Eine Reise durch Klang und Zeit
Zum Abschluss der Französischen Wochen verwandelte sich die gut besuchte Stadtbuchhandlung Biberach in einen Ort der Lyrik.
Der Valence-Ausschuss im Verein Städte Partner Biberach e.V. (StäPa) und das Team der Stadtbuchhandlung boten dort eine besondere Lesung, unterstützt vom Deutsch-Französischen Bürgerfonds.
Brigitte Burrichter, Vorsitzende des Valence-Ausschusses im StäPa, las die französischen Fassungen der Gedichte, während Theaterregisseurin und Buchhändlerin Corinna Palm die deutschen Versionen vorlas.

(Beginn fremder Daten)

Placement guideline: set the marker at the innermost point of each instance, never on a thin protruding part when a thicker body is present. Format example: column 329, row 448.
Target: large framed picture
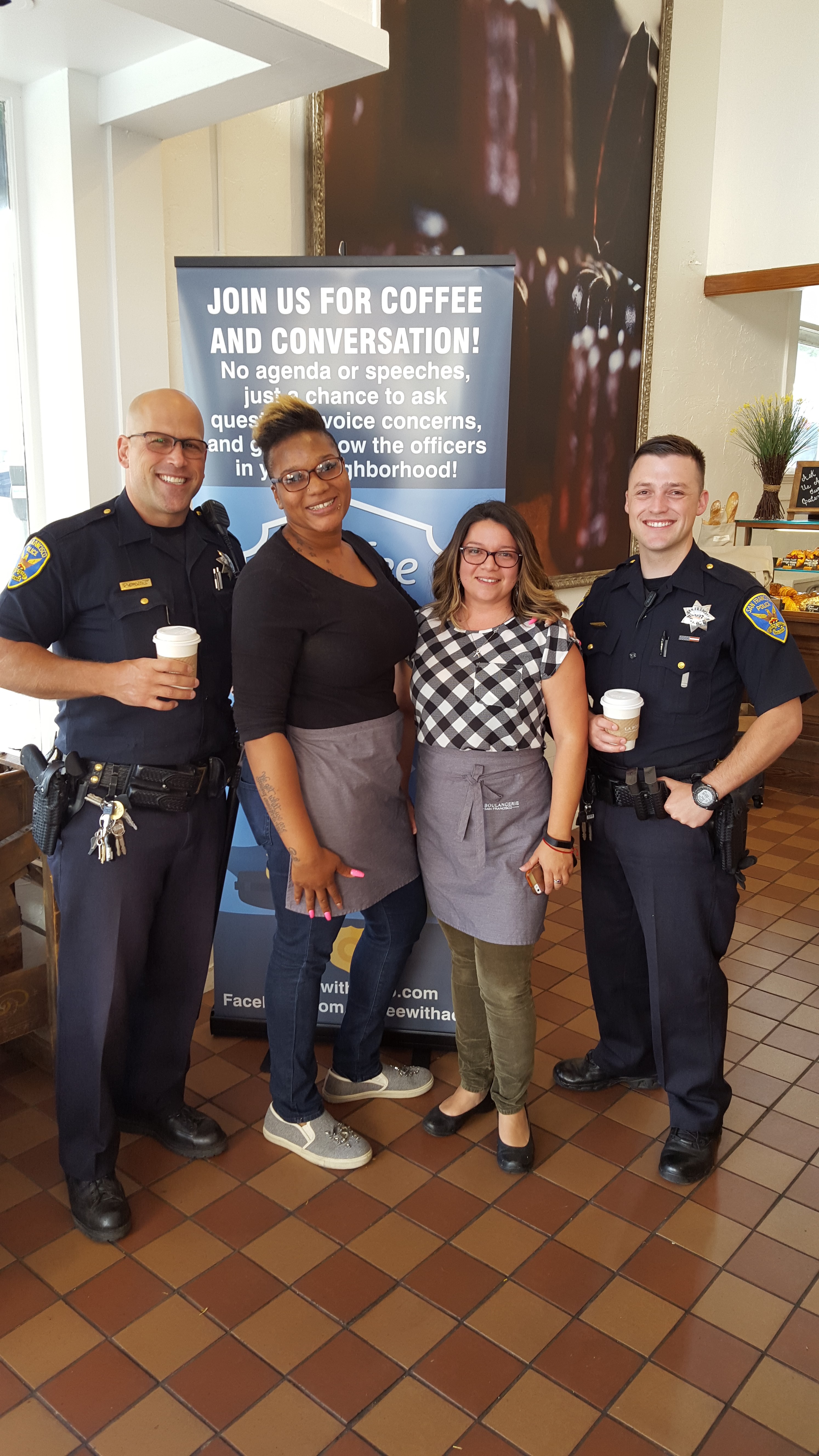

Gemeinsam führten sie das Publikum chronologisch durch zehn Werke vom Spätmittelalter bis ins 20. Jahrhundert – eine literarische Reise, die Brücken zwischen zwei Kulturen schlug.
Ebenfalls sorgte das Team der Stadtbuchhandlung mit Wein und weiteren Getränken für die passende leibliche Begleitung.
Im Vordergrund des Abends stand der Klang der französischen Sprache, der in den Gedichten wie eine „musique naturelle“ wirkte. Brigitte Burrichter spiegelte diesen Klang allein durch ihre Stimme wider – mal flüsternd, mal laut, mal schnell oder langsam.
Durch die Vielfalt ihrer Stimmlage gelang es ihr, Inhalt und Stimmung der Gedichte eindrucksvoll zu transportieren.
Corinna Palm hingegen unterstützte die Texte mit Gestik, Körpersprache und Gesichtsausdruck, wodurch sie etwas Bildliches und Szenisches erhielten, fast schon Theatralisches. Beide sorgten zudem mit kleinen humorvollen Momenten für Lacher im Publikum und lockerten die Atmosphäre spürbar auf.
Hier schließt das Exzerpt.